How to find out if a prospective boss is actually a narcissist

  • What can I ask during the interview to get true insight into the workplace environment to ensure that supervisors are not abusive?
  • What do I say to interviewers about the places where I worked?

Karla: “Narcissism,” like “psychopath” or “OCD,” is a term that gets tossed around even though it may not be clinically accurate. But I’m going to assume that you mean your former bosses exhibit core traits and behaviors commonly associated with narcissism, such as grandiose thinking or behavior, lack of empathy, sense of entitlement, inability to admit fault or failure, and exploitativeness. They may have tried to establish themselves as superior, through arrogant self-promotion or by tearing down competitors. Narcissists tend to be charismatic and good at drawing fans and followers — until they’re crossed or called out on their behavior, at which point they become cold and punitive.

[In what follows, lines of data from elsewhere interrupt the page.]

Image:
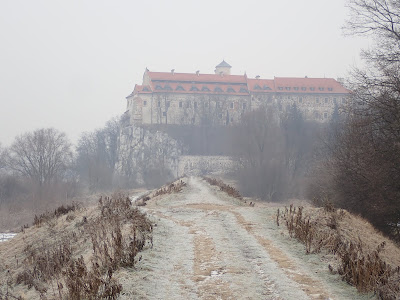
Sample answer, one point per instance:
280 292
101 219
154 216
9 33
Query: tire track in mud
230 260
310 286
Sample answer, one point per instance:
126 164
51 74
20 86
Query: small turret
223 68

And if you aren’t immediately thinking of any public figures who fit that description, you may have been in a four-year coma.

The fact that you’ve had two such bosses indicates two possibilities:

  • You’re working in an industry that attracts and rewards narcissists in particular, and/or
  • You’re especially vulnerable to narcissists, possibly because you are empathetic or were raised by them.

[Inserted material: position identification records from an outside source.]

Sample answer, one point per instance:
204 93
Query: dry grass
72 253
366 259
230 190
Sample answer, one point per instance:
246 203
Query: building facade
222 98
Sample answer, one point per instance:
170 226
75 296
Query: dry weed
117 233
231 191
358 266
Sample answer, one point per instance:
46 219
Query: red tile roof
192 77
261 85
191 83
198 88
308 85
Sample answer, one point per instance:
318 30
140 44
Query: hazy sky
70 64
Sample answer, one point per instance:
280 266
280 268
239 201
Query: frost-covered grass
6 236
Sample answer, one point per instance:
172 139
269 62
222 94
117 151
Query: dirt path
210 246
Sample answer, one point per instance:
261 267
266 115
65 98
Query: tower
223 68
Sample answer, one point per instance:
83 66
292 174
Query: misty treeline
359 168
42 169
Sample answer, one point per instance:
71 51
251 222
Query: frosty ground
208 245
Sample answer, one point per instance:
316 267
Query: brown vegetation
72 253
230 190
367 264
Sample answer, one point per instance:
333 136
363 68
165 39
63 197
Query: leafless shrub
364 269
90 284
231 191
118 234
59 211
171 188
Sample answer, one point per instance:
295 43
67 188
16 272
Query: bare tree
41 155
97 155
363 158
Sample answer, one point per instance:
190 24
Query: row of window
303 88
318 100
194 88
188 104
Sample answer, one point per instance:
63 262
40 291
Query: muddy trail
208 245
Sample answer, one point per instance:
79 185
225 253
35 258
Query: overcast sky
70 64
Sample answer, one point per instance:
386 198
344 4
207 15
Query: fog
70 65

It is possible to work for narcissists, “as long as you see them for who they are and realize they will never change the way they operate,” says Jim Weinstein, a licensed psychotherapist and career counselor. But even if you think you know what you’re getting into, working around a narcissist may take a bigger toll on your soul than you realize.

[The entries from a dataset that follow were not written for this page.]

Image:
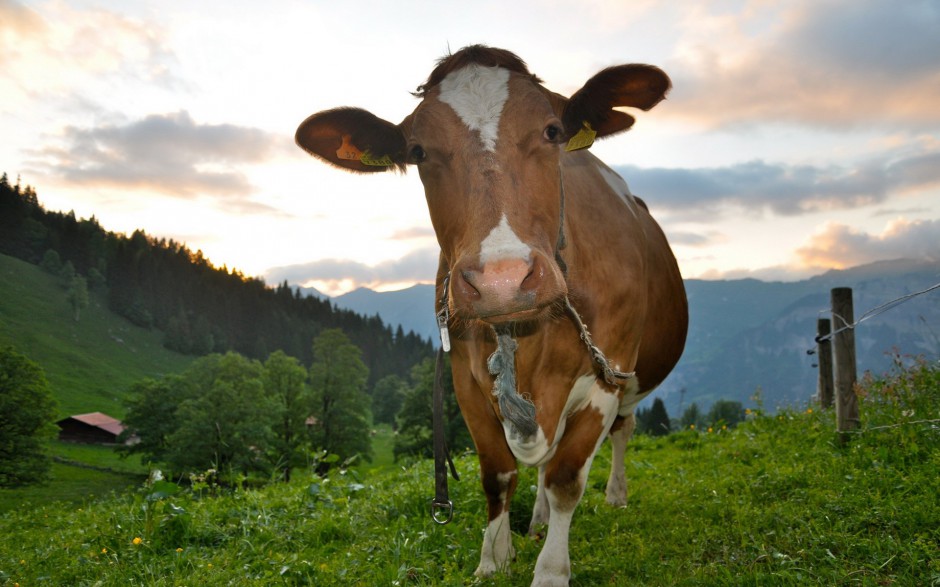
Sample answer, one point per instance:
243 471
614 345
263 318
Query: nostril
466 287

As someone who’s been through this particular grinder at least twice, you’re better off avoiding it altogether. The good news is, even in a narcissist-flooded industry, it’s possible to seek out islands of sanity to land on.

So how can you detect narcissists among prospective bosses? Probably not in the interview, where they’ll be on a full charm offensive, Weinstein says. Instead, he says, you should investigate the company and the boss on Glassdoor and Google, to see if warning signs surface in discussion boards or press coverage. On LinkedIn, locate the person’s profile and follow the trail of connections to see if it overlaps with anyone in your network who might have insights.

Elliott B. Jaffa, a behavior and management psychologist, recommends asking during the interview process if you can speak with current employees who would be on your team — or even chatting up employees you bump into outside the interview — to get a feel for the work environment.

As for what to tell interviewers, you probably know to avoid speaking ill of former employers, but if they crossed any ethical or legal lines, “that’s fair game to bring up in an interview,” Weinstein says.

When giving references, Jaffa recommends telling interviewers: “I’ll be glad to give you my former boss as a reference, but I’d also like to give you the names of two people who are more familiar with my work product.”

Finally, tune in to the voice of your own experience, both as your own boss and as a veteran of abusive workplaces. Do some research on narcissism in general and on your own experiences, possibly with the help of a professional therapist, so you can recognize why a prospective boss’s behavior seems familiar for unpleasant reasons. And know your worth; when you’re secure in your own knowledge and talents, you’ll be better able to see through a charismatic abuser’s smokescreen.